The project came to a successful conclusion, because investigators found a 100 percent match between the DNA from the crime scene and that from a farmer who had provided his DNA.

Reactions to the news where euphoric, even though the arrested man is only a suspect. If the investigators do not manage to support the DNA-evidence with other evidence it will not even be possible to convict the farmer.

Apart from happiness about the fact that a serious suspect is now in custody there was also an immediate call for establishing a national DNA databank. People ought to give up their DNA at birth, some people suggested.

But chances that this will happen in the near future are slim. There are simply too many downsides to such a massive collection of personal information, especially as long as there are no guarantees for the way such DNA-samples may be used.

Imagine that this stuff falls into the hands of insurance companies. They would be able to determine whether someone has an above average risk of getting certain diseases, and they could use this as an argument to increase premiums, or even as an argument to refuse somebody insurance. The argument that nobody is going to insure a burning house has always been very popular among insurance companies.

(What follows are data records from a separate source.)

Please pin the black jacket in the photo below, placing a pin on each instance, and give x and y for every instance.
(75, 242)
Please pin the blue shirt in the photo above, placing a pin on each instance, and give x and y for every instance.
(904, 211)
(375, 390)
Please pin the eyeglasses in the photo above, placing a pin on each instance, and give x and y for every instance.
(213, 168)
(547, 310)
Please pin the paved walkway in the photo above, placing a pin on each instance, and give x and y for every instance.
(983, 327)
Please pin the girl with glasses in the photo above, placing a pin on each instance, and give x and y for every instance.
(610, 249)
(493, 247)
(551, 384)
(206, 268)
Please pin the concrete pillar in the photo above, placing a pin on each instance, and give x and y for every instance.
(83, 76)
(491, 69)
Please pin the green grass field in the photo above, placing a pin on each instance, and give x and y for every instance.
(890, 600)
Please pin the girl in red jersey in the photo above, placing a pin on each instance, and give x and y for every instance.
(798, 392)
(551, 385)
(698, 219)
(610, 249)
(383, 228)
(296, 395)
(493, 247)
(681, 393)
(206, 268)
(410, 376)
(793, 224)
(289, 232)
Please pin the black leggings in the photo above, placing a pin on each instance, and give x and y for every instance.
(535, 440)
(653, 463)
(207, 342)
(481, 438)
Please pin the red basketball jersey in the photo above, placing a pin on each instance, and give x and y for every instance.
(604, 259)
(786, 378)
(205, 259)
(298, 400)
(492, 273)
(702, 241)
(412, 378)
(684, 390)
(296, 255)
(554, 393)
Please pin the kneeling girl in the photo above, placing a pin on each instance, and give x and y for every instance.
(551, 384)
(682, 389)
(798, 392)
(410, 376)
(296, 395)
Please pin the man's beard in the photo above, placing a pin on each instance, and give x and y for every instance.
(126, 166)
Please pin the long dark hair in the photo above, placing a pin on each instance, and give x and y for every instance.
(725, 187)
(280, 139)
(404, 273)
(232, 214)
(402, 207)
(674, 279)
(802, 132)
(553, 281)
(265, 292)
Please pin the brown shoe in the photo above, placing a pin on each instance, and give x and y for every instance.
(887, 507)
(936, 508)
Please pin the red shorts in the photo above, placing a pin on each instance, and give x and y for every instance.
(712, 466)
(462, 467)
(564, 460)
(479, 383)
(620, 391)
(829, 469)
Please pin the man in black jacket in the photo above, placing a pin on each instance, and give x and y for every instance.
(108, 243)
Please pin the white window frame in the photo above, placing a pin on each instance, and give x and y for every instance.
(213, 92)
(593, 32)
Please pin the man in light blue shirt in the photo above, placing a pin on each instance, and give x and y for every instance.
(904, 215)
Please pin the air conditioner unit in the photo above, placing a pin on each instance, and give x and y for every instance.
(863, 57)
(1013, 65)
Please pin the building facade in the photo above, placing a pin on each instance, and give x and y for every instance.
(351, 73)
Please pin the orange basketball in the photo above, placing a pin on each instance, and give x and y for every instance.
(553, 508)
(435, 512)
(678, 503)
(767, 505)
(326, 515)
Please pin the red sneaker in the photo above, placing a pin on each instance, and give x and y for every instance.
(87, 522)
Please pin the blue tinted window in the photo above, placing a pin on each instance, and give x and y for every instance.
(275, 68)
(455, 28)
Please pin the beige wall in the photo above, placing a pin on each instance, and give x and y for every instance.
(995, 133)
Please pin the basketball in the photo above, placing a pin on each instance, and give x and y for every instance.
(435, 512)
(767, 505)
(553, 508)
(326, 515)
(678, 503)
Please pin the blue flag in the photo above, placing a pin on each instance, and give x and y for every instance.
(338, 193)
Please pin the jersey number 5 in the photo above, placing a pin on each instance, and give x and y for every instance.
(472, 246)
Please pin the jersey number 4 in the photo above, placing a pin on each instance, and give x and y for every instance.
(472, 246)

But what about the contribution such a databank could provide for solving crimes? After all, in the case at hand, the victim’s family has had to wait for thirteen years for some good news – insofar as that is possible when your daughter has been raped and murdered.

The argument against a DNA-database is in fact a constitutional issue. The constitution guarantees that nobody had to cooperate with his own conviction. Suspects have the right to remain silent and they do not have to do anything to help investigators. Suspects are innocent until proven guilty and it is the public prosecutor’s task to present legal and convincing evidence of someone’s guilt.

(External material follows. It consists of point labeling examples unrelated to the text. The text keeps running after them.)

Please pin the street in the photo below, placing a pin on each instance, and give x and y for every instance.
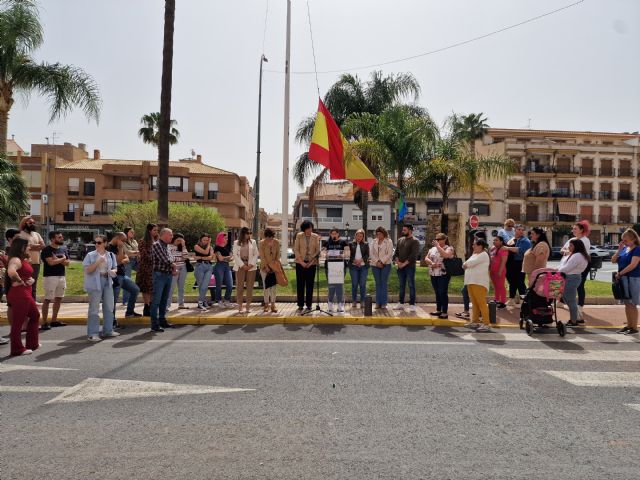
(323, 402)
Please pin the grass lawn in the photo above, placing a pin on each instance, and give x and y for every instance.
(594, 288)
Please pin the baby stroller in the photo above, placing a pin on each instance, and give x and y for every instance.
(546, 286)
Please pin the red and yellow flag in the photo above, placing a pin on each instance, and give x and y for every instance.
(330, 149)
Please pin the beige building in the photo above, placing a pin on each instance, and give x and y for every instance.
(77, 194)
(565, 176)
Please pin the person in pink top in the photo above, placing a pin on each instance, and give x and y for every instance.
(498, 271)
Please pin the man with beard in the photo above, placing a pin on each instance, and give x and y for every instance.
(55, 261)
(36, 245)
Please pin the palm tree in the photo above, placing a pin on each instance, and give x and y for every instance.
(150, 133)
(349, 96)
(65, 86)
(164, 122)
(14, 196)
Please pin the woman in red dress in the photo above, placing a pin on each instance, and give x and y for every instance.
(23, 306)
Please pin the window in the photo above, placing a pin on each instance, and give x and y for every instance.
(482, 209)
(33, 178)
(35, 207)
(198, 190)
(74, 187)
(88, 209)
(89, 187)
(212, 193)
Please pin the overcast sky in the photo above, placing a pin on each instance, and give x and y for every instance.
(575, 70)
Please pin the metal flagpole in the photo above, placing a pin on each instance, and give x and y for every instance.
(284, 244)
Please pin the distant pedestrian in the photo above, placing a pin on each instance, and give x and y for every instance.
(628, 259)
(100, 268)
(499, 255)
(54, 282)
(517, 247)
(163, 272)
(144, 275)
(406, 255)
(269, 249)
(572, 267)
(19, 279)
(538, 255)
(476, 278)
(36, 245)
(380, 259)
(222, 271)
(245, 264)
(439, 251)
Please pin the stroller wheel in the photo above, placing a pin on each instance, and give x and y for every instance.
(529, 327)
(562, 331)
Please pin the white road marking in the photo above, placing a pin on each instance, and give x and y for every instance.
(93, 389)
(568, 355)
(31, 389)
(599, 379)
(4, 367)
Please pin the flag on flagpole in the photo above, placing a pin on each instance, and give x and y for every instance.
(330, 149)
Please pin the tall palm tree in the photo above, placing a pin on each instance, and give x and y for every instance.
(14, 196)
(164, 123)
(150, 130)
(349, 96)
(65, 86)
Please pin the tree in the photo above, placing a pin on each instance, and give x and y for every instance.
(164, 124)
(190, 220)
(65, 86)
(150, 133)
(14, 195)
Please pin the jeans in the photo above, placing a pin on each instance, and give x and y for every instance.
(465, 298)
(381, 277)
(203, 273)
(127, 286)
(440, 286)
(358, 281)
(336, 293)
(178, 281)
(404, 274)
(222, 273)
(304, 285)
(570, 294)
(104, 295)
(161, 288)
(128, 270)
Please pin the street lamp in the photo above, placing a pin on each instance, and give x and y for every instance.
(256, 189)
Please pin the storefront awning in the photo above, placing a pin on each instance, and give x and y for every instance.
(568, 208)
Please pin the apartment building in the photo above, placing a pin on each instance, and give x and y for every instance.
(77, 194)
(565, 176)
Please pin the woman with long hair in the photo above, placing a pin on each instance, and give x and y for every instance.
(536, 257)
(245, 261)
(144, 276)
(18, 281)
(204, 267)
(572, 267)
(628, 259)
(222, 270)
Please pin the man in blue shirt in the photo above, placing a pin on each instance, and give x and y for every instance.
(515, 276)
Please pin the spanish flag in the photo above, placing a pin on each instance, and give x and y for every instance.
(330, 149)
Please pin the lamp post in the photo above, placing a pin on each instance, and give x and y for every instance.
(256, 189)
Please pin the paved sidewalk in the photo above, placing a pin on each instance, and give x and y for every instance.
(598, 316)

NRC Handelsblad noted in a commentary yesterday that large groups of citizens could be labeled incorrectly as suspects and that stigma and discrimination are right around the corner. Obligatory DNA-registration reverses the burden of evidence. Suddenly, citizens will be considered guilty until their innocence has been established.

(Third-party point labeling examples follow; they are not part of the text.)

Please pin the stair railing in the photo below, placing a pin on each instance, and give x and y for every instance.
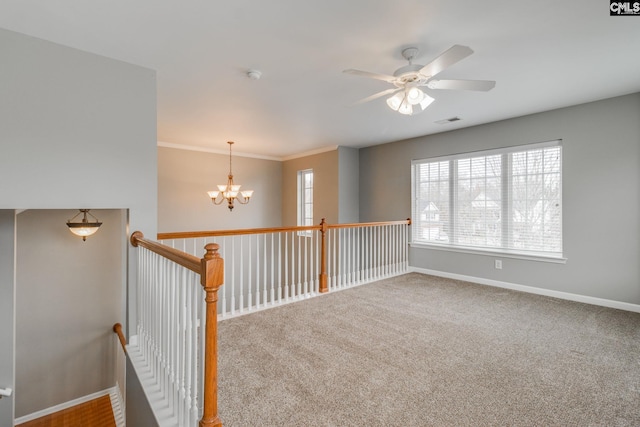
(177, 329)
(267, 267)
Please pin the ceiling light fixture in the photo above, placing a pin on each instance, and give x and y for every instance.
(83, 228)
(230, 192)
(409, 101)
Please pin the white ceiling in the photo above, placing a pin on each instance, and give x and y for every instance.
(544, 54)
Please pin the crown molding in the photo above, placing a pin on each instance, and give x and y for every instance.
(216, 151)
(250, 155)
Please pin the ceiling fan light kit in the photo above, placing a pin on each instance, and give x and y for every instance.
(407, 97)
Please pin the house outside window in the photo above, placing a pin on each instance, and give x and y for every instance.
(305, 200)
(506, 200)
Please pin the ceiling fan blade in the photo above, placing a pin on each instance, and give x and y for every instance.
(480, 85)
(445, 60)
(383, 77)
(377, 95)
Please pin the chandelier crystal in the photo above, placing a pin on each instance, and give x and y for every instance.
(230, 191)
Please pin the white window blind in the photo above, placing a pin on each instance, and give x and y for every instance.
(507, 200)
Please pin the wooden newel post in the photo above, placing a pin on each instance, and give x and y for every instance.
(323, 257)
(211, 278)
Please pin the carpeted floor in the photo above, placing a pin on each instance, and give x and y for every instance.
(418, 350)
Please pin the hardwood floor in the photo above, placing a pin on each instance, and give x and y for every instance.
(95, 413)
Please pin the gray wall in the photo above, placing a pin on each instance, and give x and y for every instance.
(63, 326)
(76, 131)
(184, 177)
(7, 314)
(325, 187)
(349, 185)
(601, 192)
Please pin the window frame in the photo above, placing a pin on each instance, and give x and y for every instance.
(303, 202)
(506, 201)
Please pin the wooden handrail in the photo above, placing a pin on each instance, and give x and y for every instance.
(211, 270)
(117, 328)
(186, 260)
(220, 233)
(211, 278)
(370, 224)
(242, 231)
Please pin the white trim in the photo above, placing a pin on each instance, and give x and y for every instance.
(498, 252)
(310, 153)
(240, 154)
(215, 151)
(532, 290)
(63, 406)
(118, 406)
(490, 152)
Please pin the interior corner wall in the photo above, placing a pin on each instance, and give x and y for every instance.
(7, 313)
(77, 130)
(184, 177)
(349, 183)
(601, 196)
(63, 326)
(325, 187)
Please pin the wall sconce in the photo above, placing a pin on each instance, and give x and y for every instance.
(83, 228)
(230, 191)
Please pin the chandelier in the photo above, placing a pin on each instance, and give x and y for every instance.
(230, 191)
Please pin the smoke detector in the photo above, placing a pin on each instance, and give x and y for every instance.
(254, 74)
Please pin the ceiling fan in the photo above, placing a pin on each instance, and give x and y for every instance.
(407, 97)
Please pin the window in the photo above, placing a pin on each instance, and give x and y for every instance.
(305, 199)
(507, 200)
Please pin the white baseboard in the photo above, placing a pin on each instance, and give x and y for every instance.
(532, 290)
(118, 406)
(63, 406)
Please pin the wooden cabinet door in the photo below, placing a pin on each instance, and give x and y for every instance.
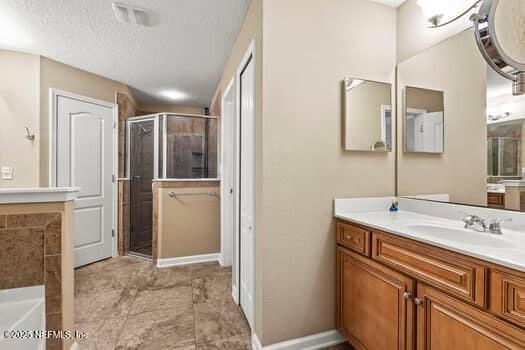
(444, 323)
(371, 309)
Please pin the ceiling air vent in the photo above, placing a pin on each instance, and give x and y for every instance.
(130, 14)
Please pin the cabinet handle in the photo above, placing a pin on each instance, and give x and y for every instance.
(418, 301)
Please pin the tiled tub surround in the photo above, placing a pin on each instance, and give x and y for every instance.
(30, 255)
(36, 248)
(506, 250)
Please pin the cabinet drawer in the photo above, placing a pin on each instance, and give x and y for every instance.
(444, 270)
(354, 237)
(507, 297)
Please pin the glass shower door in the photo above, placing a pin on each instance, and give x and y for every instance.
(141, 172)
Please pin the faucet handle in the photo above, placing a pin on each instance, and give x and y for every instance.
(495, 225)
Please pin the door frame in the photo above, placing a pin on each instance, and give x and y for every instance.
(53, 149)
(227, 236)
(249, 56)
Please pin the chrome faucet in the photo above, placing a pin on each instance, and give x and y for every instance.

The daily newspaper Trouw made a similar observation, stating that the social pressure to cooperate with DNA-registration is high. We have to be careful that this type of investigation does not become the standard, the newspaper wrote.

NRC Handelsblad noted that it is regretful that the 7,300 samples that were collected in the Vaatstra-investigation have not been destroyed immediately. The prosecution missed a chance to determine where tracking stops and privacy starts, the paper noted.

Obviously, the Dutch papers concentrated their opinions on one-time voluntary DNA-registration, the way it was done in the Vaatstra-case. But registering DNA in a national databank is of course not much different, especially when this is also done on a voluntary basis The effect will be the same: those who refuse to cooperate – also when this is based on respectable privacy principles – will be considered suspect. That is too heavy a price to pay and it is therefore good that legislation in St. Maarten does not allow the establishment of a national DNA-databank.